A rotary knife makes sure that the strands will be cut into small pieces, resp. grains.
This granulate forms in turn the source material for further production.
The granulate becomes film
Synthetic materials are mainly manufactured in so-called extrusion-production today. Thereby, the synthetic granulate will be constantly filled into an extruder.
This can be compared to a mincer e.g. according to its functionality. The granulate will be put into the extruder by means of a rotary “snail” through a heated metal pipe and re-liquidated.
In this connection, the necessary additives for the film, such as e.g. antiseize or static inhibitor, as well as colour batches will be added when required via mixing stations.
Thereafter, hence the granulate once again has got its entire fluid state of aggregation, the melted mass will be lead by means of pressure through the openings (nozzles) of the extruder and blown with air to a film tube to the desired strength and specified circumference.
Should the film be provided with a printed image at a later stage, it will be necessary, that after the cooling down of the tube the surface tension of the film will additionally be raised (Corona pressure pre-treatment), in order to warrant, that the corresponding printed image can later be tightly joined to the film.
The tube is led over a rolling machine, when required cut with knives (e.g.
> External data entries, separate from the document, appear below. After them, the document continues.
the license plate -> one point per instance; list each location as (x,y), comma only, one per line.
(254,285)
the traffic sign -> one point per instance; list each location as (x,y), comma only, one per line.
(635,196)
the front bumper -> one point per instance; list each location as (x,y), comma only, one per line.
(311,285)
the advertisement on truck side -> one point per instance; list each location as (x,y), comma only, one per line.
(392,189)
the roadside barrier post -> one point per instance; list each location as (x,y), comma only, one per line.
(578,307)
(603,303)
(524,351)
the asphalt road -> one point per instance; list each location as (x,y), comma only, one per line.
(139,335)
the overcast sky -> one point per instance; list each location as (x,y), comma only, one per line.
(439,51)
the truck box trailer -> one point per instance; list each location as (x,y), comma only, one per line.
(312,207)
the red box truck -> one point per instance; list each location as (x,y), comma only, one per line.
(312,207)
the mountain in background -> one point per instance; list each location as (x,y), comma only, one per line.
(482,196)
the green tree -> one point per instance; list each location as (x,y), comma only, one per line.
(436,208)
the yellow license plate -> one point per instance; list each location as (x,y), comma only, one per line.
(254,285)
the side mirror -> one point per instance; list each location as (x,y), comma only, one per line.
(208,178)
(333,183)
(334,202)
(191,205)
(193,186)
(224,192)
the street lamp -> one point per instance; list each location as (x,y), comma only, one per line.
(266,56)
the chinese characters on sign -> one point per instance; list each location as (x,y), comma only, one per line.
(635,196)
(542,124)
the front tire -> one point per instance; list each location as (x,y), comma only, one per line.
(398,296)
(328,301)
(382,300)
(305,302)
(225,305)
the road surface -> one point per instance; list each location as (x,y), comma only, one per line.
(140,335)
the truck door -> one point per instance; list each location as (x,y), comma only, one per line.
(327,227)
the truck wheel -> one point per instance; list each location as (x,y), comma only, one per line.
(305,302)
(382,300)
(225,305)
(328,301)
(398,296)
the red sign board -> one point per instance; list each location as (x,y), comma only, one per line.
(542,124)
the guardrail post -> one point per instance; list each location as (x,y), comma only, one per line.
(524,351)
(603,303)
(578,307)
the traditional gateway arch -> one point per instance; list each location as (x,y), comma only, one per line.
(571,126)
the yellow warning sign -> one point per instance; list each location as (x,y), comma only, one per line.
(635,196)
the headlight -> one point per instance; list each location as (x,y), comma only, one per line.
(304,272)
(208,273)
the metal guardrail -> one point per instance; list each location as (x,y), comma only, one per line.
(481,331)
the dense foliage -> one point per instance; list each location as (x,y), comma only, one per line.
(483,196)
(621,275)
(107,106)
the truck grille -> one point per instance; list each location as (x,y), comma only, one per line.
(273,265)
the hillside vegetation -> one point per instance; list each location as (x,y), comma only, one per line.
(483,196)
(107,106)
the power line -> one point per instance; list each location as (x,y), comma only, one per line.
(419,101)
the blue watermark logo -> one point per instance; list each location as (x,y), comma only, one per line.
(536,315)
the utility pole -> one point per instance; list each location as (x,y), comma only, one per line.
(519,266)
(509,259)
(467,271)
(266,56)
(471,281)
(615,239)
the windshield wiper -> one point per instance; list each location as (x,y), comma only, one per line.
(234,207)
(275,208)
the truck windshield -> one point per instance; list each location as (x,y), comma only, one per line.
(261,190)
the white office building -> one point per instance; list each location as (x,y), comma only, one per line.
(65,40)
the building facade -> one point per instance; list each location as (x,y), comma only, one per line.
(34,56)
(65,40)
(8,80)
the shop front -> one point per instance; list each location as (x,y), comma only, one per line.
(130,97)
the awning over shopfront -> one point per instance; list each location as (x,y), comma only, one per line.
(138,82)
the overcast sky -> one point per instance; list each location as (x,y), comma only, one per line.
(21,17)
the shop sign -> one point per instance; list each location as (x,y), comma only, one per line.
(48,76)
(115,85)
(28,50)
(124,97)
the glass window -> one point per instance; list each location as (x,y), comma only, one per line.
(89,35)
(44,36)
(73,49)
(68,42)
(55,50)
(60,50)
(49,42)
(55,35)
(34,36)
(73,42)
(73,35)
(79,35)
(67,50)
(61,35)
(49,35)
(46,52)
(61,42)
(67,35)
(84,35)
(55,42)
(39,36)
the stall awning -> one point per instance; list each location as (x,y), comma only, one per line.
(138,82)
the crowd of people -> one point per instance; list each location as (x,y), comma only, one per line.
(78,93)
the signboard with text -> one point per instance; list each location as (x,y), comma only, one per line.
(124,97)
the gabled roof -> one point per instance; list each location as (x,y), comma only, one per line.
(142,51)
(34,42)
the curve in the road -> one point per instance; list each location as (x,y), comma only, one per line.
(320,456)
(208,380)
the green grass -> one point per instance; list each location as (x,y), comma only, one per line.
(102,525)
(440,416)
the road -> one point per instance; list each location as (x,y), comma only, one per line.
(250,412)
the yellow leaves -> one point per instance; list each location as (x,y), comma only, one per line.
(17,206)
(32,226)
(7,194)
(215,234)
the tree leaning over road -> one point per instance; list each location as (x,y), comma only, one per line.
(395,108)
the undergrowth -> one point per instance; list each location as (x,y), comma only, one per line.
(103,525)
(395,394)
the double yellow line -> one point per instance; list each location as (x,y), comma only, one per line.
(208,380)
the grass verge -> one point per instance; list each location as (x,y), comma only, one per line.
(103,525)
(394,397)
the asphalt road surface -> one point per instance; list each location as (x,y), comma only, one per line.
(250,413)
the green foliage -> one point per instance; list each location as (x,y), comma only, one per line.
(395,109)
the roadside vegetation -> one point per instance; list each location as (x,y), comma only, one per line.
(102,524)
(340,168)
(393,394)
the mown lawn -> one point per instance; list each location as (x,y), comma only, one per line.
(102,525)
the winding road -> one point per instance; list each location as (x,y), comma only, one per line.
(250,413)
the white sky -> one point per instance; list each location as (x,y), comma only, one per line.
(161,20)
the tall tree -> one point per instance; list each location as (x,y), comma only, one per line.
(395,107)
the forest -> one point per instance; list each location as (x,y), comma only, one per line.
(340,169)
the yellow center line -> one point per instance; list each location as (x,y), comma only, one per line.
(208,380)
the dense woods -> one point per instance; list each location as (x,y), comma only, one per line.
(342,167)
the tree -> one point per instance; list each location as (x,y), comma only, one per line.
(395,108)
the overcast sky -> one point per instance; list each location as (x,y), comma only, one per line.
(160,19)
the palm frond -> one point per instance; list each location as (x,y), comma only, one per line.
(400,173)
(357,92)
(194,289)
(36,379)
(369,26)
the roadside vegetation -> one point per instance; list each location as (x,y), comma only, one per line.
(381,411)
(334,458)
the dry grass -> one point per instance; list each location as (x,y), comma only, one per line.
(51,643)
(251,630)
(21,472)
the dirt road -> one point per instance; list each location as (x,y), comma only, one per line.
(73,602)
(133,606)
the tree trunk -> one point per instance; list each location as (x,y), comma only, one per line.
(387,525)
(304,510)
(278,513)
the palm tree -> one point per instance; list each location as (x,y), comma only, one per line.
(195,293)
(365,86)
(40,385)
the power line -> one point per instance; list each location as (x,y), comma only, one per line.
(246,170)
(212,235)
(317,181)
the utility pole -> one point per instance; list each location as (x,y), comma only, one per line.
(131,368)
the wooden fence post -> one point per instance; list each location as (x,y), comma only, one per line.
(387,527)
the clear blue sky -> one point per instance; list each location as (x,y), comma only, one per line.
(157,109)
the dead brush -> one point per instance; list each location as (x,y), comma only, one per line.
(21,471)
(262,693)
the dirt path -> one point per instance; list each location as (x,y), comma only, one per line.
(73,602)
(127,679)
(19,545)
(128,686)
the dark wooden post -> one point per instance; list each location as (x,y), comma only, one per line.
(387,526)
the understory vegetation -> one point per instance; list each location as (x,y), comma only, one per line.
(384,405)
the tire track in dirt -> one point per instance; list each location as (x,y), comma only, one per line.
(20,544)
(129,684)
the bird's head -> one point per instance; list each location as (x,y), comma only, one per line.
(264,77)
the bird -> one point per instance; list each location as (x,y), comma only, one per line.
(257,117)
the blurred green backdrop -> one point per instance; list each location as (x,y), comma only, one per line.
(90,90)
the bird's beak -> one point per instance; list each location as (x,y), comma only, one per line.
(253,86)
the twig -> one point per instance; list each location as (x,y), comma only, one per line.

Flat film, half-tubular film), laid flat and finally wound around sleeves.
The film can be printed and rewound in a further production step on modern flexo- printing machines in up to 6 colours, if desired.
Furthermore the tubular film is passed through, on demand of the make, that means that the tubular film will be brought into the desired form, in this production step, to the customer’s specifications, e.g. to loose sacks welded-off, resp. provided with tear-off perforation.
Film as a flexible packaging form
As already mentioned, film made from polyethylene nowadays does not bear thinking about being without, it is utterly indispensable.
At present, it is not foreseeable, that an alternative material with regard to the film can be made satisfactory to the contrived requirements of the packaging form.
With regard to its multiple application possibilities, synthetic film can secure its previous supremacy in the packaging area and moreover expand it.